Jordan Seaberry is a painter, organizer, legislative advocate and educator. Born and raised on the Southside of Chicago, he came to Providence to attend Rhode Island School of Design, and later, Roger Williams University School of Law. Alongside his art, he built a career as a grassroots organizer and legislative advocate, helping to pass multiple criminal justice reform milestones, including probation reform, the Unshackling Pregnant Prisoners Bill, and the statewide Community-Police Relationship Act.

Seaberry serves as Co-Director of the U.S. Department of Arts and Culture, and as a professor at Rhode Island School of Design. He previously served as the Director of Public Policy at the Nonviolence Institute, as the Community Leader Fellow at Roger Williams University School of Law, and as the Chairman of the Providence Board of Canvassers, overseeing the city’s elections.

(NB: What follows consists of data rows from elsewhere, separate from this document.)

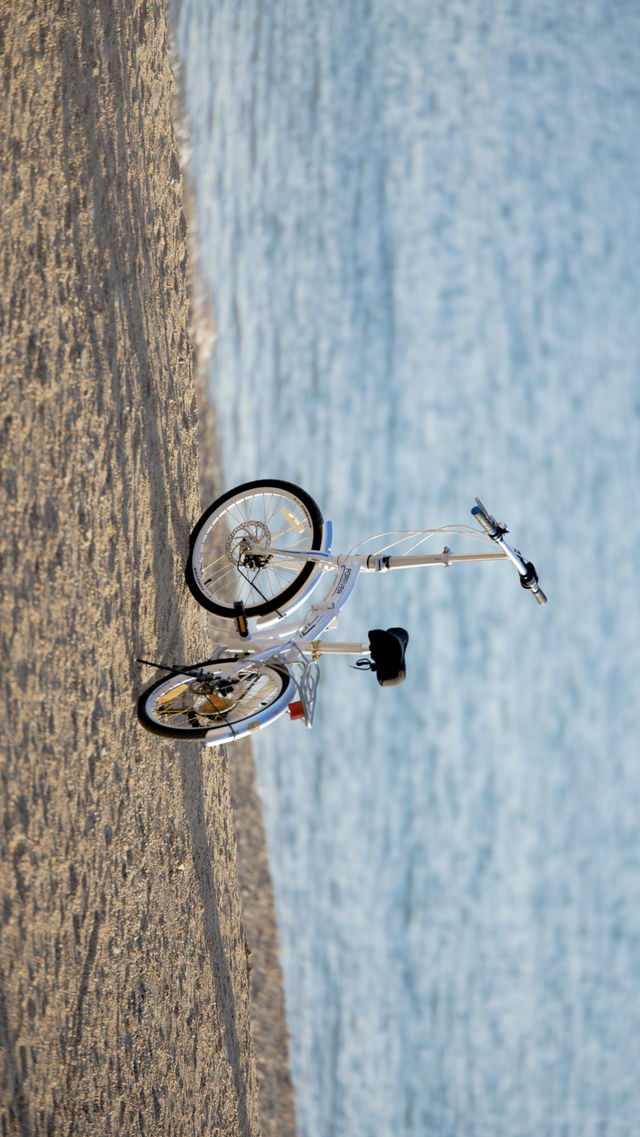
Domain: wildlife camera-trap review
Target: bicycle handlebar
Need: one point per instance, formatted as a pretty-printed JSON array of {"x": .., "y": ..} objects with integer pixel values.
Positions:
[{"x": 496, "y": 531}]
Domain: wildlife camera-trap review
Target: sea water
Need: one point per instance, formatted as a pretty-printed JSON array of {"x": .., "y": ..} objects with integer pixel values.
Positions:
[{"x": 420, "y": 227}]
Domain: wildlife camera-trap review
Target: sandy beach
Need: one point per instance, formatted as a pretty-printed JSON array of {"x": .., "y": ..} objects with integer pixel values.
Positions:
[{"x": 125, "y": 964}]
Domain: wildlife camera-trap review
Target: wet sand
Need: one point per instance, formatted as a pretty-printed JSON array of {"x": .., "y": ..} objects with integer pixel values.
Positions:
[{"x": 124, "y": 963}]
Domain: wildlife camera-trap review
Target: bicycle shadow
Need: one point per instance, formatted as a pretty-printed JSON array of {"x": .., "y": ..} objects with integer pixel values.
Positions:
[{"x": 196, "y": 808}]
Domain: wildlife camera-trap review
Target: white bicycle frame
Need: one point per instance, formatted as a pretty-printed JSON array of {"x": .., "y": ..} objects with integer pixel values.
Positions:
[{"x": 298, "y": 645}]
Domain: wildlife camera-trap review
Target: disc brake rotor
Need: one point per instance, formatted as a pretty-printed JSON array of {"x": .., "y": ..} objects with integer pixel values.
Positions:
[{"x": 255, "y": 531}]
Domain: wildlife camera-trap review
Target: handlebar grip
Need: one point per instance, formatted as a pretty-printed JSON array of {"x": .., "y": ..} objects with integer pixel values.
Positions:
[
  {"x": 489, "y": 523},
  {"x": 529, "y": 580}
]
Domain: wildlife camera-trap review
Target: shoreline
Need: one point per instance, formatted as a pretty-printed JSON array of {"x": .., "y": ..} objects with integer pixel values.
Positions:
[
  {"x": 124, "y": 978},
  {"x": 267, "y": 1006}
]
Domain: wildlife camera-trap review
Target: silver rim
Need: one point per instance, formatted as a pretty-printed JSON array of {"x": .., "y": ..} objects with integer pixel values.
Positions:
[{"x": 189, "y": 704}]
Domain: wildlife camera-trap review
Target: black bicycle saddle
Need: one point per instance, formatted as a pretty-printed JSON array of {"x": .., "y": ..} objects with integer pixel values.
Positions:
[{"x": 388, "y": 655}]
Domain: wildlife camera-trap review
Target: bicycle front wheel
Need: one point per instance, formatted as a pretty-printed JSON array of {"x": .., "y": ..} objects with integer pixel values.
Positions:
[
  {"x": 231, "y": 706},
  {"x": 225, "y": 566}
]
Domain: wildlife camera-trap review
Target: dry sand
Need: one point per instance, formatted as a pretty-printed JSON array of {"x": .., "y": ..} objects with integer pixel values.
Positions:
[{"x": 124, "y": 963}]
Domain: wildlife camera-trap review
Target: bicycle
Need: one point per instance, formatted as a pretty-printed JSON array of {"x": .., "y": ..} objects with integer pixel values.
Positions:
[{"x": 258, "y": 553}]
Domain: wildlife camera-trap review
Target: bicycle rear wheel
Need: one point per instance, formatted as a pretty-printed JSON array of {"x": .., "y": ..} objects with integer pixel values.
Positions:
[
  {"x": 222, "y": 570},
  {"x": 192, "y": 706}
]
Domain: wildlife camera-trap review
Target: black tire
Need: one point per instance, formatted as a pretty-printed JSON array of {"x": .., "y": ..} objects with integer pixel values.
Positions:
[
  {"x": 189, "y": 707},
  {"x": 221, "y": 573}
]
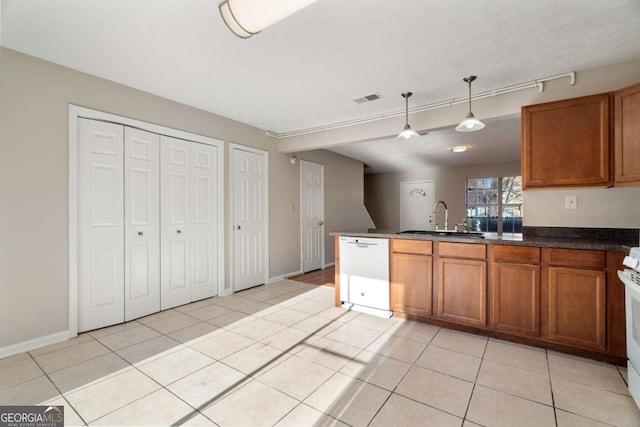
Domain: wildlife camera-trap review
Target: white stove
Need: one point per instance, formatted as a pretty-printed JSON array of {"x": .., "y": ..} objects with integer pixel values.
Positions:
[{"x": 631, "y": 278}]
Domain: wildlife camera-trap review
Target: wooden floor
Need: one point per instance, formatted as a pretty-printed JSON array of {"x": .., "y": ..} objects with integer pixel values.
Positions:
[{"x": 324, "y": 277}]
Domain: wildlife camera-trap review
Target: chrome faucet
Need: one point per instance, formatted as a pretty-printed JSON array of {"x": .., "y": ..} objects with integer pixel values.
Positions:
[{"x": 446, "y": 214}]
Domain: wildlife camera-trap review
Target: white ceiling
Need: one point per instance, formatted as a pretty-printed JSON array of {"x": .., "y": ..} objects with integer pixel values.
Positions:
[{"x": 304, "y": 71}]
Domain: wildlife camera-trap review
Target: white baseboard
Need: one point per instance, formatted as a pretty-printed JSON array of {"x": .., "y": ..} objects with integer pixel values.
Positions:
[
  {"x": 21, "y": 347},
  {"x": 283, "y": 277}
]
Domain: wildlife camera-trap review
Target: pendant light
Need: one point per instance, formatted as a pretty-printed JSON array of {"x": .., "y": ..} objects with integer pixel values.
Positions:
[
  {"x": 407, "y": 132},
  {"x": 470, "y": 123}
]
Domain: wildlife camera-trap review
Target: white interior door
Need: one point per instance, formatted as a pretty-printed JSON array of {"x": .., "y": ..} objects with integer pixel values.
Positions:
[
  {"x": 204, "y": 230},
  {"x": 100, "y": 224},
  {"x": 312, "y": 215},
  {"x": 416, "y": 205},
  {"x": 142, "y": 223},
  {"x": 175, "y": 253},
  {"x": 249, "y": 218}
]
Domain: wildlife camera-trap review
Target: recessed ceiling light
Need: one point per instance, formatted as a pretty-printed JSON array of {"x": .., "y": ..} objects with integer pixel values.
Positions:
[{"x": 459, "y": 148}]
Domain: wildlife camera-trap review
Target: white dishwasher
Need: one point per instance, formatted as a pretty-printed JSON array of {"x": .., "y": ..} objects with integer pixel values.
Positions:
[{"x": 364, "y": 275}]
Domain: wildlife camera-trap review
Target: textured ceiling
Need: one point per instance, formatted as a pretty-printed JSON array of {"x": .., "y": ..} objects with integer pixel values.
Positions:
[
  {"x": 304, "y": 71},
  {"x": 498, "y": 142}
]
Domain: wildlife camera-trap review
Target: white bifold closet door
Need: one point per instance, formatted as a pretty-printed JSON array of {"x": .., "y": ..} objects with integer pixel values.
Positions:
[
  {"x": 189, "y": 267},
  {"x": 119, "y": 235},
  {"x": 101, "y": 224},
  {"x": 141, "y": 223},
  {"x": 148, "y": 223}
]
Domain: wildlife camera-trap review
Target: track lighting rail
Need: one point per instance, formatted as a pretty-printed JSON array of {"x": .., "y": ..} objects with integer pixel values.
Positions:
[{"x": 538, "y": 83}]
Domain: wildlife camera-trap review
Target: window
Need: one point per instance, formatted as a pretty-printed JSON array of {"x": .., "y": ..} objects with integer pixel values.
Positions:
[{"x": 495, "y": 204}]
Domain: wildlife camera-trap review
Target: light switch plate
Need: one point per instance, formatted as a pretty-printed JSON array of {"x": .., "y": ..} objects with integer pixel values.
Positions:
[{"x": 571, "y": 202}]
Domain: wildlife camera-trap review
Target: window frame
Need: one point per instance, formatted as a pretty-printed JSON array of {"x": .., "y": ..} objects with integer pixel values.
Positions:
[{"x": 500, "y": 205}]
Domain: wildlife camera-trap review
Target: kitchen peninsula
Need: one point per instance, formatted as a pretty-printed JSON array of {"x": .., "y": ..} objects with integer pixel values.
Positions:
[{"x": 552, "y": 287}]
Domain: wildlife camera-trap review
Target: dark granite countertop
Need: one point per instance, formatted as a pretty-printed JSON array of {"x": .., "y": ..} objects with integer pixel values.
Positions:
[{"x": 605, "y": 239}]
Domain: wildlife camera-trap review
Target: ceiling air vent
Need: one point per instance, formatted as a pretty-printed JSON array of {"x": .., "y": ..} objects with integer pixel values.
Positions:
[{"x": 367, "y": 98}]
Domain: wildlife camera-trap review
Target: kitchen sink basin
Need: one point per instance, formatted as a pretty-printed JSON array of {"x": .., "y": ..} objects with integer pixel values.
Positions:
[{"x": 451, "y": 233}]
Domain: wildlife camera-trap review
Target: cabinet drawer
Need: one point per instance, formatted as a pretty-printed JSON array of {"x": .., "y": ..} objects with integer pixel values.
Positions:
[
  {"x": 462, "y": 250},
  {"x": 526, "y": 254},
  {"x": 422, "y": 247},
  {"x": 577, "y": 258}
]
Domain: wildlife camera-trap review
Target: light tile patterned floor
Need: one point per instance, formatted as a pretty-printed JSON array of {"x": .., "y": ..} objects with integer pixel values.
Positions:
[{"x": 281, "y": 354}]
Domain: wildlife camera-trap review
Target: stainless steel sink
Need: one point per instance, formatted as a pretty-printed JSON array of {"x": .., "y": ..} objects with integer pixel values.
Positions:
[{"x": 451, "y": 233}]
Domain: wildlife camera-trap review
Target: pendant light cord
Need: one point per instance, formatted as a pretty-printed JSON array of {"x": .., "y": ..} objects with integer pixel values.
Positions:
[{"x": 406, "y": 109}]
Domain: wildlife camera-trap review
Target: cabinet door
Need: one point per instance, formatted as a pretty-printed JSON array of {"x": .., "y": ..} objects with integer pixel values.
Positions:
[
  {"x": 577, "y": 307},
  {"x": 411, "y": 277},
  {"x": 627, "y": 136},
  {"x": 462, "y": 291},
  {"x": 566, "y": 143},
  {"x": 515, "y": 298}
]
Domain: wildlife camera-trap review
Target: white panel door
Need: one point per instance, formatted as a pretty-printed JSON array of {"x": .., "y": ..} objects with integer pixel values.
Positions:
[
  {"x": 249, "y": 218},
  {"x": 175, "y": 211},
  {"x": 312, "y": 215},
  {"x": 101, "y": 224},
  {"x": 204, "y": 229},
  {"x": 416, "y": 205},
  {"x": 142, "y": 223}
]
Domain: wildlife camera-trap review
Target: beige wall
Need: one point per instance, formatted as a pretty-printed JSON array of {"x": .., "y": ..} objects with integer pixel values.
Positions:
[
  {"x": 382, "y": 191},
  {"x": 34, "y": 102},
  {"x": 344, "y": 208},
  {"x": 597, "y": 207}
]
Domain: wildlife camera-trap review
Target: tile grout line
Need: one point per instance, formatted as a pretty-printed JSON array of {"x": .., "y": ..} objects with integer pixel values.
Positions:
[{"x": 58, "y": 389}]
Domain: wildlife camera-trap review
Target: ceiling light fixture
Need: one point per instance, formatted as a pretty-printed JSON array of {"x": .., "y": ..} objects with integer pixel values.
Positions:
[
  {"x": 407, "y": 132},
  {"x": 248, "y": 17},
  {"x": 470, "y": 123},
  {"x": 459, "y": 148}
]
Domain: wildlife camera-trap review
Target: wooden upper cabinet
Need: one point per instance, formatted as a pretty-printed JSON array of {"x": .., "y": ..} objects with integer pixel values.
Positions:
[
  {"x": 627, "y": 136},
  {"x": 567, "y": 143}
]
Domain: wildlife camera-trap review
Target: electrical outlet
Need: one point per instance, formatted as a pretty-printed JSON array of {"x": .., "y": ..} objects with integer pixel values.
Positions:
[{"x": 571, "y": 202}]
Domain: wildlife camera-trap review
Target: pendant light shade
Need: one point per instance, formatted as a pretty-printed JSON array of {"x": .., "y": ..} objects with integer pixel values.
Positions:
[
  {"x": 407, "y": 132},
  {"x": 470, "y": 123},
  {"x": 248, "y": 17}
]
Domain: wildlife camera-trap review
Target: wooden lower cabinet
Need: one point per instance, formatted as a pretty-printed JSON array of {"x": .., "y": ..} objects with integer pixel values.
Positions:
[
  {"x": 411, "y": 277},
  {"x": 515, "y": 298},
  {"x": 462, "y": 291},
  {"x": 577, "y": 307}
]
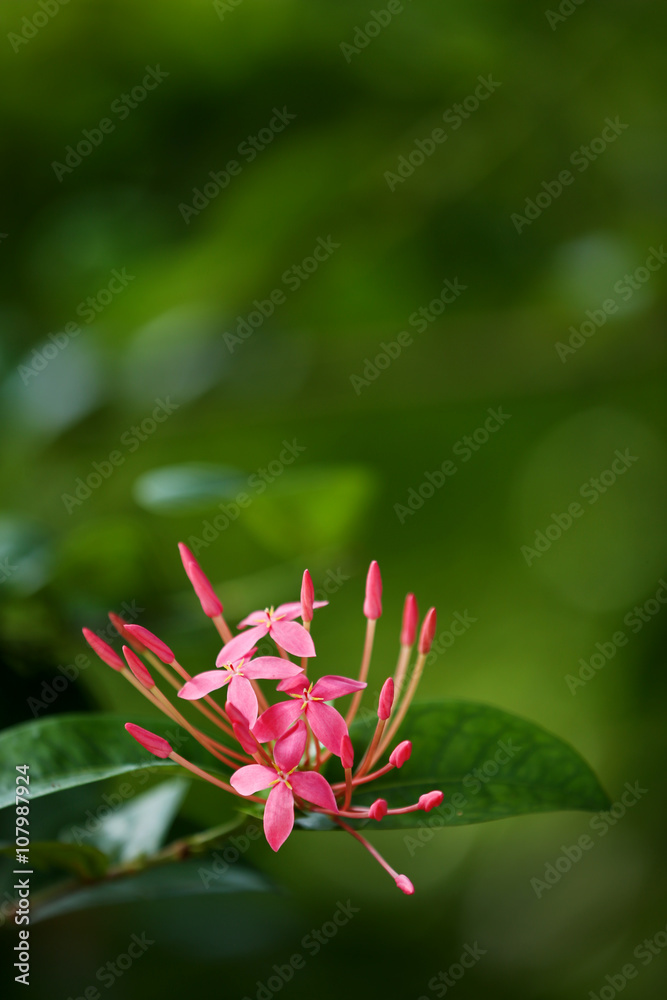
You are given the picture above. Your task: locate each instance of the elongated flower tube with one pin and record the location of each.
(281, 743)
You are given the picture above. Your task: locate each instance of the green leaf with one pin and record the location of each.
(80, 859)
(184, 878)
(68, 750)
(139, 827)
(490, 764)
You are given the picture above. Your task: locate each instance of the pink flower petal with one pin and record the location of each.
(254, 618)
(243, 698)
(327, 724)
(240, 645)
(278, 815)
(289, 749)
(294, 685)
(291, 610)
(203, 684)
(252, 778)
(293, 638)
(314, 788)
(271, 668)
(333, 686)
(277, 719)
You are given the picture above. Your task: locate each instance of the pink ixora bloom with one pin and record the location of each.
(285, 782)
(327, 724)
(238, 674)
(279, 624)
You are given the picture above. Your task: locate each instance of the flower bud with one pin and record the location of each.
(428, 631)
(404, 884)
(410, 619)
(378, 810)
(150, 641)
(138, 669)
(386, 699)
(346, 752)
(103, 649)
(211, 606)
(307, 597)
(430, 800)
(401, 753)
(373, 601)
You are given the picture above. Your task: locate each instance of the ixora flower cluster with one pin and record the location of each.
(283, 746)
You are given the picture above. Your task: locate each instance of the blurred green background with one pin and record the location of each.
(168, 334)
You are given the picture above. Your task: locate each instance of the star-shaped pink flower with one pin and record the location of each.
(238, 674)
(285, 782)
(327, 724)
(279, 624)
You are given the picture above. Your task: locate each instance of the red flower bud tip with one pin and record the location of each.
(373, 601)
(137, 668)
(404, 884)
(211, 606)
(103, 650)
(307, 597)
(430, 800)
(154, 744)
(150, 641)
(401, 753)
(386, 699)
(378, 809)
(428, 631)
(117, 622)
(410, 619)
(346, 752)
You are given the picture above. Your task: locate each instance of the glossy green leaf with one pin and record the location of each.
(139, 827)
(490, 764)
(167, 881)
(80, 859)
(68, 750)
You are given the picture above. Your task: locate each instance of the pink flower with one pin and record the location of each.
(327, 724)
(279, 624)
(285, 782)
(238, 674)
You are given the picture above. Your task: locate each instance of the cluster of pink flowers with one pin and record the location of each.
(283, 746)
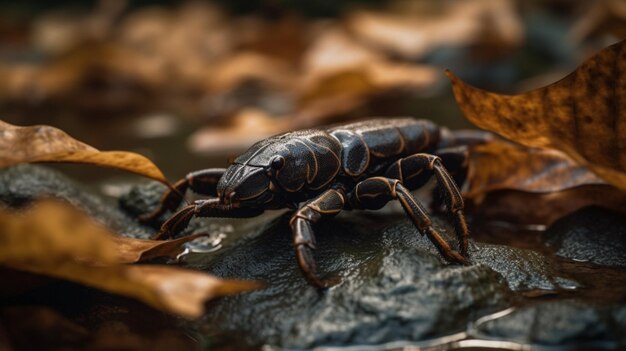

He has served as artist in residence at Skowhegan, Yaddo, the Verge Center of the Arts, and elsewhere. His work is in collections including the RISD Museum, the Crystal Bridges Museum, the deCordova Museum, and others. Seaberry maintains a studio in Providence.

Dr. Sunita Puri serves as the Program Director of the Hospice and Palliative Medicine Fellowship Program at the UMass Chan School of Medicine, where she also teaches as an Associate Professor of Clinical Medicine. She received a B.A. in Anthropology from Yale University and was subsequently awarded a Rhodes Scholarship to study Modern History at Oxford University. She earned her MD and completed residency training at the University of California, San Francisco School of Medicine. Subsequently, she underwent fellowship training in hospice and palliative medicine at Stanford University. Dr. Puri is also a published author, contributing to renowned publications such as The New York Times, Los Angeles Times, and The New Yorker. In 2019, she published her memoir That Good Night: Life and Medicine in the Eleventh Hour, documenting her personal and professional experiences working in palliative care.

She is a 2023 and 2017 recipient of the Mesa Refuge Fellowship, a 2022 recipient of the Yaddo Literature Residency, and a 2017 recipient of the Macdowell Colony’s Nonfiction Literature Fellowship. In 2018, Dr. Puri received the Etz Chaim Tree of Life Award from the USC School of Medicine. This annual award recognizes a faculty member who embodies and delivers humanistic and compassionate care.